Skip to content

Iceberg Connection

Bases: DBConnection

Iceberg connection. support hooks

See also

Before using this connector please take into account Iceberg prerequisites

Added in 0.14.0

Parameters:

  • catalog_name (str) –

    Catalog name. Arbitrary string used by Spark to identify catalog and tables (mycatalog.myschema.mytable).

  • catalog (IcebergCatalog) –

    Iceberg catalog configuration

  • warehouse (IcebergWarehouse, default: None ) –

    Iceberg warehouse configuration

  • extra (dict | None, default: None ) –

    A dictionary of additional properties to be used when configuring Iceberg catalog.

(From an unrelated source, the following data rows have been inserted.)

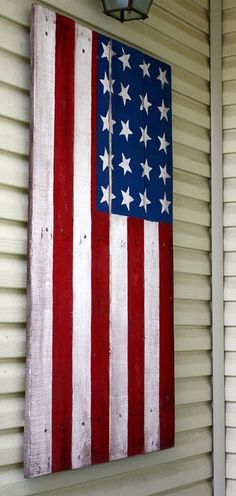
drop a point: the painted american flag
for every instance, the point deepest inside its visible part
(100, 381)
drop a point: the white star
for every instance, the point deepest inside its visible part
(146, 169)
(145, 68)
(144, 200)
(163, 143)
(106, 195)
(162, 77)
(124, 93)
(107, 85)
(127, 198)
(164, 174)
(125, 59)
(125, 131)
(165, 204)
(145, 138)
(163, 109)
(105, 160)
(125, 164)
(107, 51)
(144, 103)
(107, 122)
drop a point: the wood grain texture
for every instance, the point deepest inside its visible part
(39, 373)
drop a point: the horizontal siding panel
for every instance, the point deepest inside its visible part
(195, 136)
(229, 289)
(190, 85)
(229, 97)
(166, 22)
(230, 264)
(12, 306)
(12, 375)
(231, 414)
(229, 20)
(229, 117)
(11, 412)
(187, 235)
(189, 160)
(188, 12)
(229, 214)
(190, 339)
(230, 389)
(191, 185)
(193, 390)
(229, 190)
(230, 164)
(193, 416)
(14, 103)
(191, 261)
(12, 342)
(13, 204)
(230, 338)
(13, 170)
(143, 483)
(193, 364)
(14, 137)
(191, 210)
(13, 238)
(230, 440)
(186, 108)
(231, 466)
(190, 312)
(13, 272)
(15, 71)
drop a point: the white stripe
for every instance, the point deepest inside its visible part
(151, 364)
(81, 415)
(118, 338)
(38, 429)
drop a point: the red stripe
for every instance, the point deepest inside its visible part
(167, 411)
(63, 245)
(100, 303)
(135, 336)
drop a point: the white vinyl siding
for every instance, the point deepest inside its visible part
(229, 147)
(178, 33)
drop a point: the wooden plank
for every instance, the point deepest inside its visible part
(12, 377)
(13, 204)
(12, 306)
(12, 342)
(13, 238)
(13, 272)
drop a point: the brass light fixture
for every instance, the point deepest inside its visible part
(127, 10)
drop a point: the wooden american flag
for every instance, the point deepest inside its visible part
(100, 381)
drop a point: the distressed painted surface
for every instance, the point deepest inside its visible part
(186, 470)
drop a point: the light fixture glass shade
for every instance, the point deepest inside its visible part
(127, 10)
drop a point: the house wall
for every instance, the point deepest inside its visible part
(177, 32)
(229, 149)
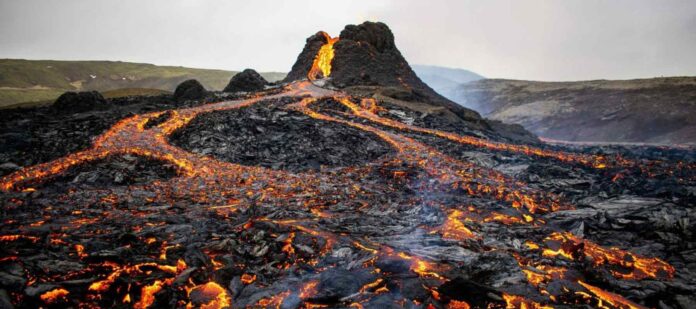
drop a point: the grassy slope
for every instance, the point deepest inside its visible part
(40, 80)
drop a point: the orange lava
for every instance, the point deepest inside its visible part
(54, 295)
(639, 267)
(211, 295)
(612, 299)
(321, 67)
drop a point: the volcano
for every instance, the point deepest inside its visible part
(351, 184)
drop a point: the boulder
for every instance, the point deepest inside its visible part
(78, 102)
(190, 90)
(247, 80)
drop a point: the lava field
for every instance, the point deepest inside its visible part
(306, 197)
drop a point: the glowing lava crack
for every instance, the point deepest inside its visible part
(315, 240)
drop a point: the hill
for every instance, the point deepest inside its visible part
(656, 110)
(40, 80)
(444, 80)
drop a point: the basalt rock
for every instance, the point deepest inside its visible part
(305, 59)
(78, 102)
(247, 80)
(189, 90)
(366, 55)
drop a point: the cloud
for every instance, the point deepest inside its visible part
(542, 40)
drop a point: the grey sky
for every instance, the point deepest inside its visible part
(540, 40)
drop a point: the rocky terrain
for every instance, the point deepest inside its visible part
(445, 80)
(332, 190)
(39, 82)
(659, 110)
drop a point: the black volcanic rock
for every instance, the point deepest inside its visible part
(306, 58)
(366, 55)
(190, 90)
(247, 80)
(78, 102)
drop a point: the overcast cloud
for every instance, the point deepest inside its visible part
(539, 40)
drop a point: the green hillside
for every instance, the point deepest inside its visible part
(41, 80)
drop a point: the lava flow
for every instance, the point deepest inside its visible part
(321, 67)
(421, 224)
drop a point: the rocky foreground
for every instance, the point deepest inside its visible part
(300, 196)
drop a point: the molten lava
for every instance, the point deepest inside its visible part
(321, 67)
(307, 240)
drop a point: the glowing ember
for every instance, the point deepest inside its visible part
(639, 267)
(321, 67)
(248, 278)
(612, 299)
(54, 295)
(209, 296)
(147, 295)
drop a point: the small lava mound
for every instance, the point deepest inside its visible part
(272, 137)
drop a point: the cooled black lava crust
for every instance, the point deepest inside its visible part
(269, 136)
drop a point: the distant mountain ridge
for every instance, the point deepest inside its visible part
(653, 110)
(39, 80)
(445, 80)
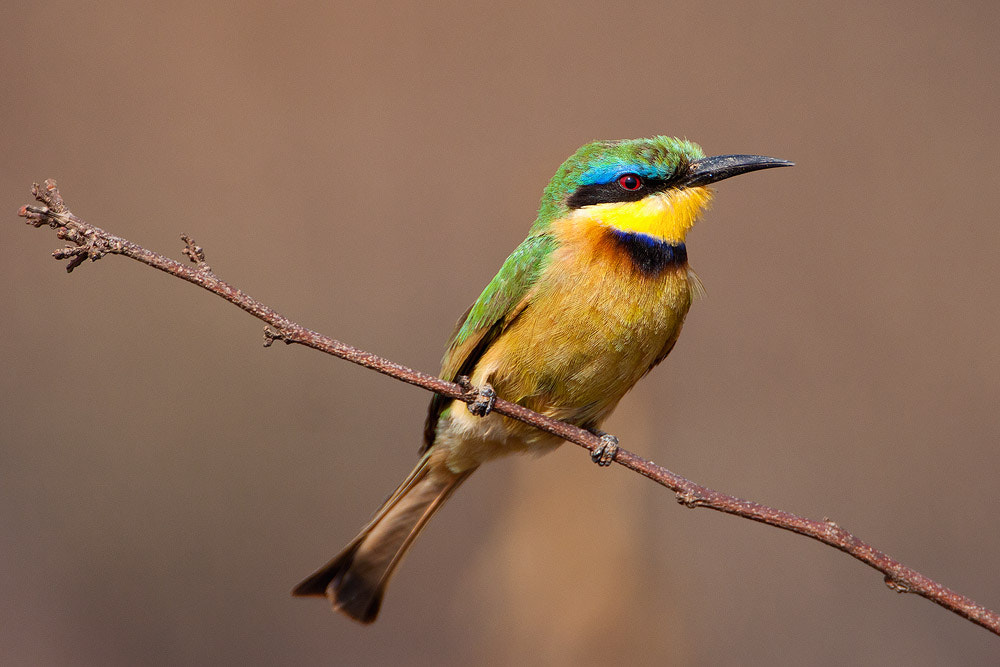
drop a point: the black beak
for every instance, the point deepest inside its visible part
(712, 169)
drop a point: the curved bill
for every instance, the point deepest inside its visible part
(712, 169)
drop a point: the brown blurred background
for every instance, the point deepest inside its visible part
(165, 481)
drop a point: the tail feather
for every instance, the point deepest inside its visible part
(356, 579)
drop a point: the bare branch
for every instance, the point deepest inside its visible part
(94, 243)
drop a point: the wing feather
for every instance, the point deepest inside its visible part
(506, 297)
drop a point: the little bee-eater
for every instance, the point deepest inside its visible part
(590, 302)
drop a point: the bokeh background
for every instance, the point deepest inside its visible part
(165, 481)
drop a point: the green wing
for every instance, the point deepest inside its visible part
(503, 300)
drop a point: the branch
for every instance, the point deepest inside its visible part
(90, 242)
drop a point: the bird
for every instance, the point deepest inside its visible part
(592, 300)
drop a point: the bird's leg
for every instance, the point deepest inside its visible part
(485, 397)
(605, 454)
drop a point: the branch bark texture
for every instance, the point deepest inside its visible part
(91, 242)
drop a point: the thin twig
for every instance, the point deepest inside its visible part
(92, 243)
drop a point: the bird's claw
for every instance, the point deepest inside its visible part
(605, 454)
(486, 397)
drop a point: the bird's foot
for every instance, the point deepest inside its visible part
(605, 454)
(486, 397)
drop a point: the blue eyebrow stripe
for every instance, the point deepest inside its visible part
(607, 173)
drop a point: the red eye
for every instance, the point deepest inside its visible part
(629, 182)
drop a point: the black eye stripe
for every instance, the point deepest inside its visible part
(604, 193)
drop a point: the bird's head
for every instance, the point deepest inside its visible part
(657, 187)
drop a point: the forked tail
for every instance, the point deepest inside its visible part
(355, 580)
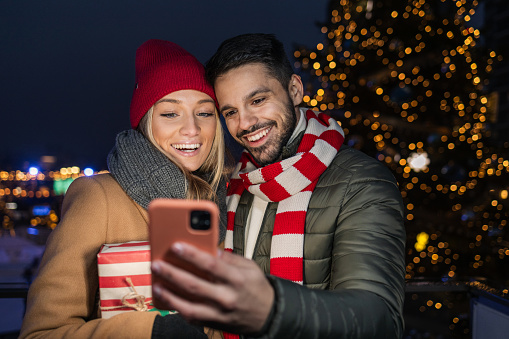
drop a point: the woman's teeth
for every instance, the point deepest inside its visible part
(258, 135)
(186, 147)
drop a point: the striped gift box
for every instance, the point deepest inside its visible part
(125, 282)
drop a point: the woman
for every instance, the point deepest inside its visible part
(175, 150)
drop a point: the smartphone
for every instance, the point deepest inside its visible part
(192, 221)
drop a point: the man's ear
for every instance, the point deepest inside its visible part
(296, 89)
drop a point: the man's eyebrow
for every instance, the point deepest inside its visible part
(248, 96)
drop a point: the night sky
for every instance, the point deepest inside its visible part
(67, 67)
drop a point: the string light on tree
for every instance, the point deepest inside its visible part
(409, 82)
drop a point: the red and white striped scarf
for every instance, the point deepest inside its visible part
(291, 183)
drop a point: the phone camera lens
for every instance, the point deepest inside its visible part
(200, 220)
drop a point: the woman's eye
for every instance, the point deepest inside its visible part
(228, 114)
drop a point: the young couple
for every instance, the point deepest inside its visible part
(314, 236)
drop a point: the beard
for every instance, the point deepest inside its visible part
(272, 151)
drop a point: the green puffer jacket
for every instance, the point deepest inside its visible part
(353, 255)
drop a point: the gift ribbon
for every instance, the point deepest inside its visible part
(140, 305)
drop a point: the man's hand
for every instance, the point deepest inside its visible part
(236, 297)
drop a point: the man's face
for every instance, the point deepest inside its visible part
(260, 114)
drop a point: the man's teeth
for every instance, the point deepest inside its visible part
(258, 135)
(186, 147)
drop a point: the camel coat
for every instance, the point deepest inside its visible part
(63, 299)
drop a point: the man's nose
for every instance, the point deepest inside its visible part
(246, 120)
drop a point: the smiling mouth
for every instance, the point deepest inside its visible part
(259, 135)
(186, 147)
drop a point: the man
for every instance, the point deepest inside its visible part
(321, 223)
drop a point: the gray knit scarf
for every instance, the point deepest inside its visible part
(146, 174)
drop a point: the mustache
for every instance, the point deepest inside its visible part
(254, 128)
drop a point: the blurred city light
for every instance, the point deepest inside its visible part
(88, 171)
(33, 171)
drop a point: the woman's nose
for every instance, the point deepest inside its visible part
(190, 127)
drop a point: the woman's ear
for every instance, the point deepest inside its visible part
(296, 89)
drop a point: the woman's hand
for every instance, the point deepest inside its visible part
(236, 296)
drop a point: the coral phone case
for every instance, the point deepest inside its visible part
(172, 220)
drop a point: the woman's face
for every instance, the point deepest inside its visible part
(184, 125)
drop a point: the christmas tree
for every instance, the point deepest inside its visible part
(408, 82)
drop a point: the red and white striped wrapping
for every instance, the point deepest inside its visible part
(125, 282)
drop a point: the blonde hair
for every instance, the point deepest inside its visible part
(196, 187)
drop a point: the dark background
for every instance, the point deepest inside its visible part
(67, 67)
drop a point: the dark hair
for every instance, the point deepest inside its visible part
(248, 49)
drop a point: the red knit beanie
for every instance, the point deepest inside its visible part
(163, 67)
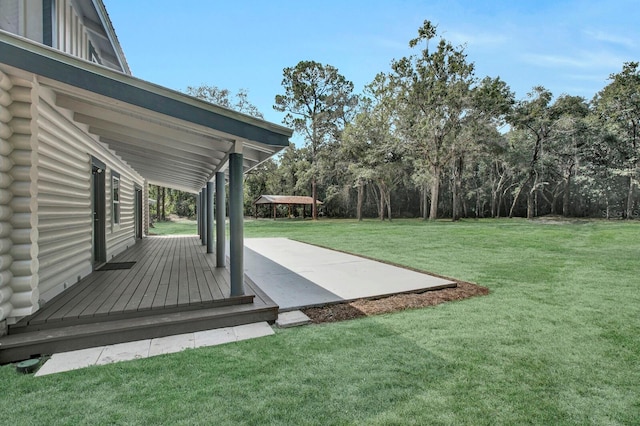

    These are Iceberg-specific properties that control behavior of the catalog. See Iceberg Spark configuration documentation

    Pass properties without catalog prefix. For example:

    extra = {
        "cache-enabled": "true",
        "cache.expiration-interval-ms": "40000",
    }
    
    This will be translated to:

    spark.sql.catalog.my_catalog.cache-enabled = 'true'
    spark.sql.catalog.my_catalog.cache.expiration-interval-ms = '40000'
    
  • spark (SparkSession) –

    Spark session

Examples:

from onetl.connection import Iceberg
from pyspark.sql import SparkSession

maven_packages = [
    *Iceberg.get_packages(package_version="1.10.0", spark_version="3.5"),
    *Iceberg.S3Warehouse.get_packages(package_version="1.10.0"),
]
spark = (
    SparkSession.builder.appName("spark-app-name")
    .config("spark.jars.packages", ",".join(maven_packages))
    .getOrCreate()
)

iceberg = Iceberg(
    catalog_name="my_catalog",
    spark=spark,
    catalog=Iceberg.RESTCatalog(
        url="http://my.rest.catalog/iceberg",
        auth=Iceberg.RESTCatalog.OAuth2BearerToken(
            token="my_token",
        ),
    ),
    # explicit S3 warehouse params
    warehouse=Iceberg.S3Warehouse(
        path="/warehouse",
        host="s3.domain.com",
        protocol="http",
        bucket="my-bucket",
        path_style_access=True,
        region="us-east-1",
        access_key="access_key",
        secret_key="secret_key"
    ),
)
from onetl.connection import Iceberg
from pyspark.sql import SparkSession

maven_packages = [
    *Iceberg.get_packages(package_version="1.10.0", spark_version="3.5"),
    # required to use S3 warehouse
    *Iceberg.S3Warehouse.get_packages(package_version="1.10.0"),
]
spark = (
    SparkSession.builder.appName("spark-app-name")
    .config("spark.jars.packages", ",".join(maven_packages))
    .getOrCreate()
)

iceberg = Iceberg(
    catalog_name="my_catalog",
    spark=spark,
    catalog=Iceberg.RESTCatalog(
        url="http://my.rest.catalog/iceberg",
        auth=Iceberg.RESTCatalog.OAuth2ClientCredentials(
            client_id="my_client",
            client_secret="my_secret",
            oauth2_token_endpoint="http://keycloak.domain.com/realms/my-realm/protocol/openid-connect/token",
        ),
    ),
    # S3 warehouse params and credentials are provided by REST Catalog
    warehouse=Iceberg.DeletatedWarehouse(
        name="my-warehouse",
        access_delegation="vended-credentials",
    ),
)
from onetl.connection import Iceberg, SparkHDFS
from pyspark.sql import SparkSession

maven_packages = Iceberg.get_packages(package_version="1.10.0", spark_version="3.5.8")
spark = (
    SparkSession.builder.appName("spark-app-name")
    .config("spark.jars.packages", ",".join(maven_packages))
    .getOrCreate()
)

hdfs_connection = SparkHDFS(
    host="namenode",
    cluster="my-cluster",
    spark=spark
)

iceberg = Iceberg(
    catalog_name="my_catalog",
    spark=spark,
    catalog=Iceberg.FilesystemCatalog(),
    warehouse=Iceberg.FilesystemWarehouse(
        connection=hdfs_connection,
        path="/warehouse/path",
    ),
)

get_packages(package_version, spark_version, scala_version=None) classmethod

Get package names to be downloaded by Spark. support hooks

See Maven package index for all available packages.

Parameters:

  • package_version (str) –

    Iceberg package version in format major.minor.patch.

  • spark_version (str) –

    Spark version in format major.minor.

  • scala_version (str, default: None ) –

    Scala version in format major.minor.

    If None, spark_version is used to determine Scala version.

Returns:

  • list[str]

    List of Maven coordinates.

Examples:

from onetl.connection import Iceberg

# Note: Iceberg 1.10.0 requires Java 11+
Iceberg.get_packages(package_version="1.10.0", spark_version="3.5.8")

check()

Check source availability. support hooks

If not, an exception will be raised.

Returns:

  • Self

    Connection itself

Raises:

  • RuntimeError

    If the connection is not available

Examples:

connection.check()